Forms that Match Positions

These forms match particular positions such as "end of line," or particular transitions such as "start of word." They have zero width, but serve to "anchor" the rest of the expression to a fixed spot.

Form Meaning Example Comments
^ Beginning of line (but see \n) ^\s\s+ Find a line that begins with two or more spaces.
$ End of line (but see \n) \s$ Find a line ending in a space.
\b Word boundary: between \w\W or between \W\w. \b\w+ful\b Whole words ending in -ful (soulful) but not in -fully.
\B Non-word boundary: between \w\w or \W\W. (need example!)

Forms that Control Matching

These forms control how the search is carried out, including grouping and alternates.

Form Meaning Example Comments
(regex) Group a regex for reference or as an alternate src="([^"]+)" Find src="something" and group the something for reference.
\n The text matched by the nth set of parens from the left. (\b\w+\b)\s+\1 Find a duplicated word word.
| Delimits alternate choices house(cat|keeper)
(19|20)\d\d
\cM\cJ|\cM|\cJ
Find housecat or housekeeper.
Find a year in either century.
Find CR-LF, or CR, or LF.
(?:regex) Group and do not count for reference. (?:(src|href)=")(.+?)" Find either src="x" or href="x"; $1 is x.
(?=regex) "Lookahead"—test but do not match ful(?=\p{IsPunc}) Find suffix ful followed by punctuation; punct. is not part of match.
(?!regex) Negative Lookahead [Sidenote(?!:) Find sidenote markup missing colon.
(?<=regex) "Lookbehind"—test but do not match. (?<"#Page_)(\d+)" Find reference to page anchor; $1 is page #.
(?<!regex) Negative Lookbehind. (?!<#)Page_ Find page anchor not used as target.

Replacement Patterns

These forms are used in the replacement text.
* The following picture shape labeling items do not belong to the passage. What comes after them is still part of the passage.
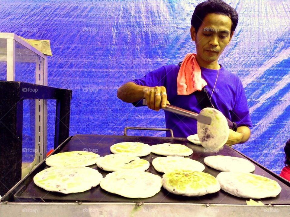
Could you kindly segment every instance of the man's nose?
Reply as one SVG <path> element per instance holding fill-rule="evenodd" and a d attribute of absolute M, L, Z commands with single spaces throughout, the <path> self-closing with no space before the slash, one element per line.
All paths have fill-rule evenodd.
<path fill-rule="evenodd" d="M 211 38 L 209 44 L 210 45 L 213 46 L 217 46 L 218 45 L 218 37 L 214 35 Z"/>

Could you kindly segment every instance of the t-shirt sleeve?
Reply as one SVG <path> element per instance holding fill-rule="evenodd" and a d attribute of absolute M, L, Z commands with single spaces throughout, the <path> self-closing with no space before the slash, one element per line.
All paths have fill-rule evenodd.
<path fill-rule="evenodd" d="M 138 85 L 153 87 L 164 86 L 166 77 L 166 70 L 164 66 L 149 72 L 142 78 L 131 81 Z"/>
<path fill-rule="evenodd" d="M 148 73 L 141 78 L 134 79 L 130 82 L 135 83 L 137 85 L 150 87 L 156 86 L 165 86 L 166 75 L 166 69 L 165 67 L 163 66 Z M 142 103 L 142 100 L 141 99 L 132 104 L 134 106 L 143 106 Z"/>
<path fill-rule="evenodd" d="M 253 127 L 250 117 L 248 102 L 245 90 L 240 80 L 237 78 L 237 91 L 235 105 L 231 111 L 232 121 L 237 123 L 237 127 Z"/>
They control what text will replace the text that is found. Their use is discussed on this page.

Form Meaning Example Comments
Anything except \ Literal replacement Find: <I>
Repl:<i>
Replace one string with another.
$n The text matched by the nth set of parens from the left. ((19|20)\d\d) $1 is the whole matched year; $2 the first two digits, 19 or 20.
\L...\E Lowercase Find: <(I|B)>
Repl:<\L$1\E>
Lowercase bold or italic markup.
\U...\E Uppercase Find: (Chapter)
Repl:<\U$1\E>
Change Chapter to CHAPTER.
\T...\E Title-case See discussion.
\A...\E Anchor See discussion.
\C...\E Replace with Perl expression See discussion.